Jesus offers a different way, one that goes back to God’s gift of nourishment in his covenant with Israel. Jesus is calling for us to move away from the patterns of consumption that will only leave us depleted, however much we eat and to instead participate in the continuous energy available from the everlasting life of God. We move to this participation by way of return and relationship.
A contemporary of Andre Voison was Sir Albert Howard. In his important book, The Soil and Health, Howard wrote that many of our ecological problems are a “punishment meted out by Mother Nature for adopting methods of agriculture which are not in accordance with Nature’s law of return.” The law of return is essentially the law of the gift. Gifts are not things we receive and deposit, storing them away. For gifts to be true gifts they must be circulated, not in exchange but in reciprocity. When we receive the gift of good food from soil, our response should be to return life to the soil with mulch and compost. And the same pattern holds in our life of faith. God is a host who invites us to come, share a meal, to eat together in the continual conversation of love. It is not something we pay for and consume, but rather a relationship we enter through the circle of God’s grace. The Eucharist, when it is eaten as a meal of thanksgiving, is a sign of that sharing and gift, but it is not one we can abide in alone.
Good food is always the result of life together. As Sir Albert Howard wrote: “the problems of the farm and garden are biological rather than chemical.” In the industrial model the soil becomes little more than a medium of inputs for agricultural outputs, exchange rather than reciprocity. But good, sustaining soil—the kind that provides rich and nutritious food—is made through an ongoing community of living relationship. From fungi to protozoa, moles to microbes, good soil is the common ground of a common life. And this too is a truth of our abiding in Christ. It is through the return of our thanksgiving and the life of relationship that we become participants in the divine, joining in the community gathered at the banquet to which God is always calling us. It is a reality, like any good loaf of bread, in which we find our nourishment together.
In seminary, I occasionally baked bread for our Eucharists. There was a rotation, and we were guided only by a common recipe. When it came my turn, I went to a specialty store, and bought flour milled from an ancient kind of wheat, the same sort that likely grew on the Palestinian planes of the Jesus’ day. The wheat was grown by farmers following the renewing patterns pioneered by Voison and Howard, a way of agriculture that focused on sustaining the community of life beneath the ground.
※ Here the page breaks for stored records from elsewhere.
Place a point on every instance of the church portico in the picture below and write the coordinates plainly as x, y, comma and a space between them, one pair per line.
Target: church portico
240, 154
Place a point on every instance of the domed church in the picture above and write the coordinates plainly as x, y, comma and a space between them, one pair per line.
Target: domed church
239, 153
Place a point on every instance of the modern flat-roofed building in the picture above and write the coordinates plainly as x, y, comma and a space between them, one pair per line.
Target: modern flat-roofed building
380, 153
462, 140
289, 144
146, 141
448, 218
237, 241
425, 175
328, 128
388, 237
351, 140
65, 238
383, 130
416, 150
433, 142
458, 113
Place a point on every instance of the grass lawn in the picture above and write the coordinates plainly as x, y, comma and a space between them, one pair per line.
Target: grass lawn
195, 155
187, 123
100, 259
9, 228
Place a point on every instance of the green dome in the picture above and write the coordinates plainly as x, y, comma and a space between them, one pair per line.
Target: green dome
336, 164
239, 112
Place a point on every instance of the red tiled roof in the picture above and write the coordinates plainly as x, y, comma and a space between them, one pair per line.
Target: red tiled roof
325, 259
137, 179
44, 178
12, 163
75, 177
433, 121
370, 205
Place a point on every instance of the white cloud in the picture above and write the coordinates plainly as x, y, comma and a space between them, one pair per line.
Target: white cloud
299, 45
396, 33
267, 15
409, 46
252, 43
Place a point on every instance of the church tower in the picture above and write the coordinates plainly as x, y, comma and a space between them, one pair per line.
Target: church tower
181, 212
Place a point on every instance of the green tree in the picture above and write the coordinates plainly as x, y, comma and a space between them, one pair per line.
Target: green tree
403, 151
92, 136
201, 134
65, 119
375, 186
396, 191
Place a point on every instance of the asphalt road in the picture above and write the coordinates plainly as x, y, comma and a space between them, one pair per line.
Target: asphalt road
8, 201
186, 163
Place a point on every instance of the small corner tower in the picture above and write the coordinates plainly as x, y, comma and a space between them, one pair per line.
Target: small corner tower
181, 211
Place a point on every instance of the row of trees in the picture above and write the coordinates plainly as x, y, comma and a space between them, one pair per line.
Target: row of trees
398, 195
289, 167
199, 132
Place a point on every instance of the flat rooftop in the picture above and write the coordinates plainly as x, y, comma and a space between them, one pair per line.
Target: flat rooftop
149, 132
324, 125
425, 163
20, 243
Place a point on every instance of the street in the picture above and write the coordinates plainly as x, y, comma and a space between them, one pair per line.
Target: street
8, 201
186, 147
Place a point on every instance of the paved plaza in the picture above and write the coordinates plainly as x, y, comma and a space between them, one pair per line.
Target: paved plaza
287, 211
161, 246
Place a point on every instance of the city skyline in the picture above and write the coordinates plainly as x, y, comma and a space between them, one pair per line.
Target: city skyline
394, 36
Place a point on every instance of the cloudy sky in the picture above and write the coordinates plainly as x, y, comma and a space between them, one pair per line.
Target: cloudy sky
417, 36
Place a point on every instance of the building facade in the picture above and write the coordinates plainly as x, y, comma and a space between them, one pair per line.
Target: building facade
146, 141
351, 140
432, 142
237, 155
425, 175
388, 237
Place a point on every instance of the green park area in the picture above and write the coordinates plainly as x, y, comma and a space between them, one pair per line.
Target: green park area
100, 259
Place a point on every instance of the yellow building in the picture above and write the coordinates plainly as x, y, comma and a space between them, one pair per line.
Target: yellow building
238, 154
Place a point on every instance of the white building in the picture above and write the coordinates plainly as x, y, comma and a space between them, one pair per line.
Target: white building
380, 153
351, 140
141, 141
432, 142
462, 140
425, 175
I mixed the wheat with olive oil, sourced from a Palestinian cooperative of farmers not far from Bethlehem. At the end, I sweetened it with a bit of honey from a nearby farm in the Shenandoah valley. When we received it together, in the midst of the Eucharistic meal, little bits torn and given, it was a gathering of life and care, of return and relationship. And as we ate the wheat, born of so much life, we were opened to the nourishment of the one whose flesh is true bread and blood is true drink. It is a sign of the meal to which we are invited, the table that God has set before us saying, “come and stay, eat and be satisfied.” Amen.